This repository contains the skeleton to write high level motion planning code for the 2023 Montreal Robotics Summer School (MRSS).
This code should be used as a package in a TagSLAM MRSS workspace. For MRSS, we will provide desktops where TagSLAM is already installed. You can also install the TagSLAM MRSS stuff on your own machine.

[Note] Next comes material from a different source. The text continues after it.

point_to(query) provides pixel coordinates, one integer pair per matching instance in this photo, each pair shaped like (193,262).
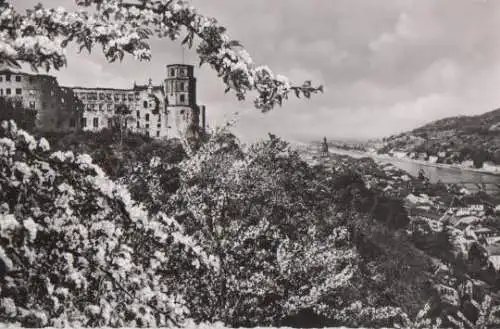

First make sure to fork this repository and RENAME IT to some $TEAM_NAME
.
Now clone your package in tagslam_root:
cd ~/tagslam_root/src
git clone $YOUR_FORK_URL
Your first commit should be to replace all instances of mrss_motion
with $TEAM_NAME
in the following files:
tagslam_root/src/$TEAM_NAME/package.xml
tagslam_root/src/$TEAM_NAME/CMakeLists.txt
tagslam_root/src/$TEAM_NAME/src/launch/motion_planning.launch
Once this is done, build your package
cd ~/tagslam_root
catkin_make
In any terminal where you need to use your motion planning package, you should run
source ~/tagslam_root/devel/setup.bash
Now make sure that the main TagSLAM MRSS launch file is running in another terminal:
roslaunch tagslam mrss_laptop.launch rviz:=1
Then you can launch motion planning with
roslaunch $TEAM_NAME motion_planning.launch twist:=0 rl_policy:=0
Setting twist:=1
will launch the Unitree controller. The controller will listen to the cmd_vel
topic and track
the velocities published by the planner node.
Setting rl_policy:=1
will launch an RL controller. Make sure to update your policy path in tagslam_root/src/$TEAM_NAME/nodes/rl_policy.py
.
Do not use both twist and rl_policy at the same time.
The launch file spins up 3 ROS nodes:
- The map_broadcaster node. FIX ME!
- The planner node. FIX ME!
- The goal_broadcaster node.
At first, we will aim to:
- Finish the implementation of the map_broadcaster node.
- Add basic goal reaching capabilities to the planner node.
Following the appropriate lecture, we will attempt to add obstacle avoidance capabilities to the planner node following a lecture on planning and motion planning.
All relevant source code is under tagslam_root/src/$TEAM_NAME/src/nodes
.
TagSLAM estimates and publishes all sorts of transforms to the tf
topic. The map_broadcaster node should read relevant transforms (e.g., the goal, obstacles) and save them to a Python Dict.
The Dict is then
serialized and streamed to a UDP port and to the /map
ROS topic. RL stuff will likely use the UDP port while
the planner will rely on the /map
topic.
The map_broadcaster currently publishes a single dummy transform. Add more transforms! You may want to have a look at the tf documentation.
Here are some useful commands. This one allows to visualize the transform tree and undertand the objects you can query.
You can safely igonore the camera_link
and uodom
trees, as well as the trunk
subtree:
rosrun rqt_tf_tree rqt_tf_tree
You want to print out the /map
topic
rostopic echo /map
This node should read the map from the /map
topic, run some planning computations and publish twist commands (linear and angular velocities) to the /cmd_vel
topic.
You should begin by understanding how to move the robot around. You may try
- Moving the robot forward;
- Having the robot rotate in place;
- Having the robot walk in a circle.
Following this, you should start using the map
to move the robot the the goal
pose.
Please always run low velocities when first testing your code (e.g, 0.15). The robot does not need to sprint!
If you need to visualize your twist commmands, this command may be useful
rostopic echo /cmd_vel
Currently, the goal position can be set in front of any one of the "boards" (the tiles or posters with 4 static april tags).
By default, the goal will be board1
. A parameter controls the goal object and can be changed with
rosparam set /mrss_motion/goal_object board0
rosparam set /mrss_motion/goal_object board1
rosparam set /mrss_motion/goal_object board2
rosparam set /mrss_motion/goal_object board3
This node should work out of the box.
If you have ROS on your computer, the main TagSLAM MRSS README contains instructions to playback all topics. This will allow you to work on your code even if you do not currently have access to the robot.